Niger Inter Magazine : Jusqu’à l’exclusion d’Amen Amin de la MRN, vous et l’aile de Ladan Tchiana chacun se réclame de la MRN et soutient le président Issoufou. Quelle est justement votre lecture de la gouvernance du président Issoufou ?

Mohamed Imbarek : Je dois tout de suite vous rappeler que je me retrouve dans le camp d’Amen Amen qui reste et demeure aujourd’hui encore fidèle et solidaire aux actions du président de la République et de son gouvernement. Nous nous réclamons encore de la MRN parce que ce n’est pas de notre si notre parti a été exclu. C’est la façon cavalière, le mauvais comportement du président du parti qui a fait en sorte que le parti soit exclu.  Nous en tant que militants de ce parti, fidèles à nos engagements nous sommes toujours fidèles aux actions du président de la République et de la MRN. Et je vous précise qu’il y a avec nous deux des trois députés d’Amen Amin. Aujourd’hui vous pouvez le vérifier, il n’y a aucun leader parmi les grands leaders connus du parti avec Tchiana. C’est pourquoi sa récente tournée à l’intérieur du pays n’a pas été médiatisée. Et pour répondre à votre question, aucun nigérien objectif ne saurait être insensible à l’œuvre de construction nationale et pour l’Afrique en général engagée depuis bientôt 8 ans par le président de la République Issoufou Mahamadou.  Aujourd’hui il y a des problèmes dans le monde entier, je connais des pays africains qui ont même des arriérés de salaires mais Dieu merci au Niger nous n’avons pas ce problème. Avant l’arrivée du président Issoufou la masse salariale ne dépasse guère 50 milliards, mais aujourd’hui elle dépasse les 200 milliards par an. Et ce, grâce au recrutement des jeunes à la fonction publique et aux augmentations des salaires des fonctionnaires. Tout cet argent va dans les ménages des nigériens et on sait que derrière chaque fonctionnaire au Niger il y a des familles qui en profitent.

Niger Inter Magazine : aujourd’hui d’aucuns reprochent au président Issoufou d’autoriser la présence militaire étrangère au Niger. Que répondez-vous ?

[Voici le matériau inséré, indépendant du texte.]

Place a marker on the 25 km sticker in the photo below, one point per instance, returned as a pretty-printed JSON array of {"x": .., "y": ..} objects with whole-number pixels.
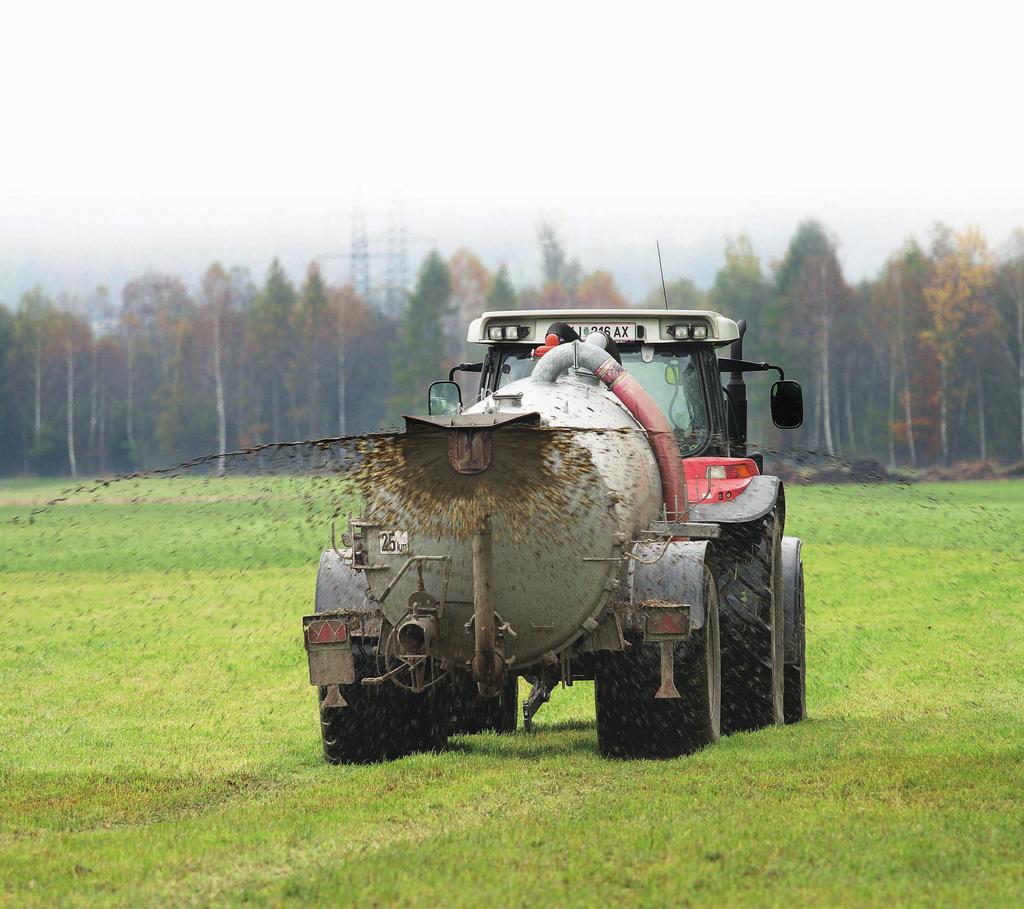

Mohamed Imbarek : Aujourd’hui ceux qui tiennent ce discours mettent en avant la politique et on les connait bien. Aujourd’hui il n’y a aucun pays au monde qui peut vivre dans l’autarcie. Même l’Arabie Saoudite qui produit 12 millions de baril/jour héberge des forces étrangères sur son territoire à plus forte raison le Niger. Aujourd’hui face aux défis sécuritaires et avec un territoire aussi vaste, il est irresponsable de tenir un tel discours. Heureusement que le président Issoufou en grand visionnaire dans le domaine sécuritaire ne se laisse pas divertir par  ces discours alarmistes. Bien au contraire nos forces de défense et de sécurité sont en train de se former en renforçant également leurs capacités dans les domaines stratégiques aussi militaires que les renseignements.